Baseball is sport's comfort food
First, I come not to bury Keith Hernandez, but to empathize with him.
You may have seen or heard of the video streaming around the net of Hernandez allegedly snoozing through the extra innings of a recent Mets game. I say allegedly because we don’t know for sure. He could have just been slumped forward on the table holding his head in his hands in despair. I mean, it is the Mets.
(Attention e-mailers: I love the Mets! Benny Agbayani! Sid Fernandez! Newman from "Seinfeld"! Keith “I’m Keith Hernandez” Hernandez from Seinfeld! I love the Mets!)
And let’s face it: It’s also baseball. What’s with the outrage? There may not be crying in baseball. That’s been established, by a Penny Marshall movie starring Madonna.

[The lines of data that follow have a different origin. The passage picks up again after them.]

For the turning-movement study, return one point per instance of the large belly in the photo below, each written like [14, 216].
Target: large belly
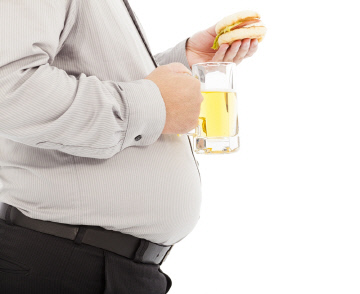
[152, 192]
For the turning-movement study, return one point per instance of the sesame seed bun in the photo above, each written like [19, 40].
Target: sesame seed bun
[231, 19]
[252, 31]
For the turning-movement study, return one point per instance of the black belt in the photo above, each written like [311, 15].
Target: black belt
[136, 249]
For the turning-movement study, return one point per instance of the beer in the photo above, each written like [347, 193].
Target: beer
[218, 113]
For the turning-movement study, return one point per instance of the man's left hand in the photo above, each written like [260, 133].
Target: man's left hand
[198, 49]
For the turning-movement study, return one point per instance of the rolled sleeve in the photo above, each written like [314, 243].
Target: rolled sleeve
[174, 54]
[147, 112]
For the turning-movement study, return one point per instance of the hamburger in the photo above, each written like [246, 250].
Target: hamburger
[238, 26]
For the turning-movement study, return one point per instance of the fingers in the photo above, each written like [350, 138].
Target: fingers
[232, 51]
[247, 49]
[220, 54]
[253, 47]
[237, 51]
[179, 68]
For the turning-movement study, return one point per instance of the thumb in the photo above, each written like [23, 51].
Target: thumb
[178, 68]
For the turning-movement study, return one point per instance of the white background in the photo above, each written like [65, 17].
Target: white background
[283, 214]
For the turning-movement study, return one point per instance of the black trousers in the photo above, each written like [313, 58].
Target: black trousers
[34, 263]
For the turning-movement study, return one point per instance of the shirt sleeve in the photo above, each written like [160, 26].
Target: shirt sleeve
[174, 54]
[44, 107]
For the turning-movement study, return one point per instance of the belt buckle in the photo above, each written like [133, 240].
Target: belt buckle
[149, 252]
[166, 255]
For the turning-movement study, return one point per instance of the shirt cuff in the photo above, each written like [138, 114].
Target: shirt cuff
[175, 54]
[147, 112]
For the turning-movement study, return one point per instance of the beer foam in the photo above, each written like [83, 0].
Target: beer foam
[210, 89]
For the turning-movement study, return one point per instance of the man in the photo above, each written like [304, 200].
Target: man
[96, 185]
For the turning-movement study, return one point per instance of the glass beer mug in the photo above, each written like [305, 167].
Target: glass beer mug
[218, 129]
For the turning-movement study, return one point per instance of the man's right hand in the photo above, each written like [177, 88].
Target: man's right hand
[182, 96]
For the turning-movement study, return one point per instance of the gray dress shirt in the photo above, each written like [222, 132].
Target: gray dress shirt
[80, 127]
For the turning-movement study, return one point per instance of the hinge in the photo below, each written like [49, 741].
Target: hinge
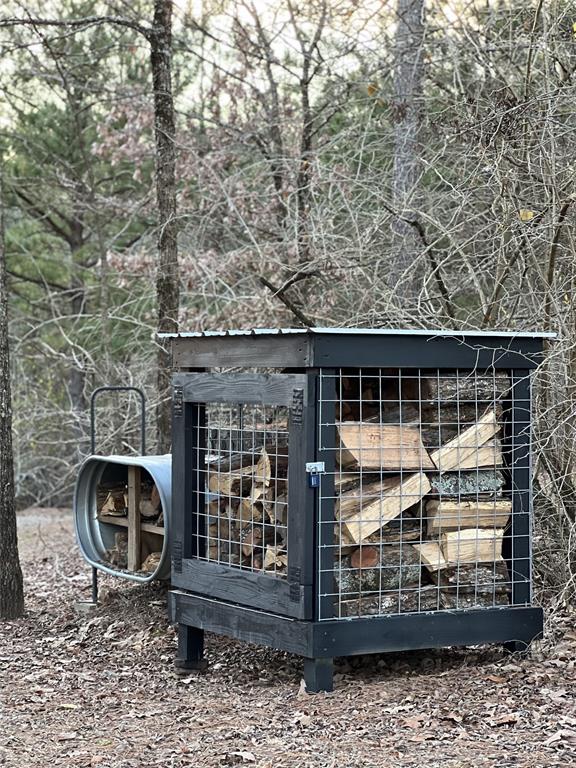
[294, 583]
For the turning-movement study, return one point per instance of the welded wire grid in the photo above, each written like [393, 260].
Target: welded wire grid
[243, 494]
[415, 506]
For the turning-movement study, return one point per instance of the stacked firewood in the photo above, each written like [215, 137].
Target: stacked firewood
[432, 484]
[419, 511]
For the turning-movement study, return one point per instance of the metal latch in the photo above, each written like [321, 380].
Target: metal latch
[314, 470]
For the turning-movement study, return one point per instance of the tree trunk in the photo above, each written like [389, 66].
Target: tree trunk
[167, 281]
[11, 589]
[407, 115]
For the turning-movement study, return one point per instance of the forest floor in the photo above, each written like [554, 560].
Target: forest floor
[100, 689]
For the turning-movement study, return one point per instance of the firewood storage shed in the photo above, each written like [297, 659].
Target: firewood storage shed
[352, 491]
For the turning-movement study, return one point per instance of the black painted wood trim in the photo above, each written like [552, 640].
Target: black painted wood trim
[427, 630]
[253, 589]
[245, 388]
[301, 497]
[348, 637]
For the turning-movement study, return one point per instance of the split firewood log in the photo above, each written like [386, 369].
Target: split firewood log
[275, 557]
[152, 562]
[472, 545]
[485, 483]
[381, 568]
[369, 445]
[467, 450]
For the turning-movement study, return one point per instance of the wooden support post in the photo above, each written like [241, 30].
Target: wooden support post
[134, 532]
[319, 675]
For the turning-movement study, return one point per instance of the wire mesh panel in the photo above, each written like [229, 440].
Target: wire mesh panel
[424, 505]
[243, 497]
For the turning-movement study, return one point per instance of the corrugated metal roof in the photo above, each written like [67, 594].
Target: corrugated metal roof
[360, 331]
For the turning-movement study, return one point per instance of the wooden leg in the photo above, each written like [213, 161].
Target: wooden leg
[319, 675]
[190, 648]
[134, 532]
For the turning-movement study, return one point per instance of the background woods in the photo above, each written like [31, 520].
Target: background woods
[384, 163]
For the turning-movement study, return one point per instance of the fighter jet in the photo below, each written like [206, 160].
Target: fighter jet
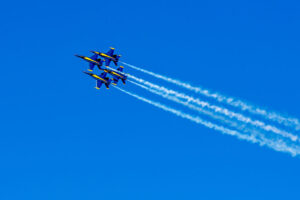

But sleeping?
Well, baseball is … soothing. Baseball is a long season. Baseball is warm days, a familiar rhythm. Baseball is an easy pace.
The announcers (even Keith Hernandez) are soothing. They’re smooth and laid back and tell long, winding stories. Their voices relax you. The rhythm relaxes you.
The next thing you know it’s the ninth inning, and you’ve drooled all over the couch. And that’s fine. You haven’t missed much. That’s the beauty of the game. It’s the male equivalent of "Calgon, Take Me Away."
Baseball, they say famously, has no clock. It’s over when it’s over (and it ain’t over 'til it’s over). Baseball is boring, but in the best sense of the word. Baseball is winding down after a long day. Baseball is an easy summer afternoon. Baseball is comfortable. Baseball is home.
What is the most iconic image baseball has? “Field of Dreams” anyone? It’s playing catch. Back. And forth. Back. And forth. Back. And forth. It’s the only physical activity that actually lowers your heart rate. I’m about to go under right now.
Oh, sure, Hernandez is “broadcasting” the games, so this is “different.” But come on. It’s 162 games. You’ve got to pace yourself.
Which brings us, of course, to Ken Griffey Jr. After a long, spectacular, Hall of Fame, injury-riddled career, Junior is back with the Mariners now. He’s 40, and so he’s winding it down as a pinch hitter and a “good in the clubhouse guy.” There was a perfect pinch-hitting situation several days ago, but the M’s didn’t turn to him. The manager was noncommittal as to why.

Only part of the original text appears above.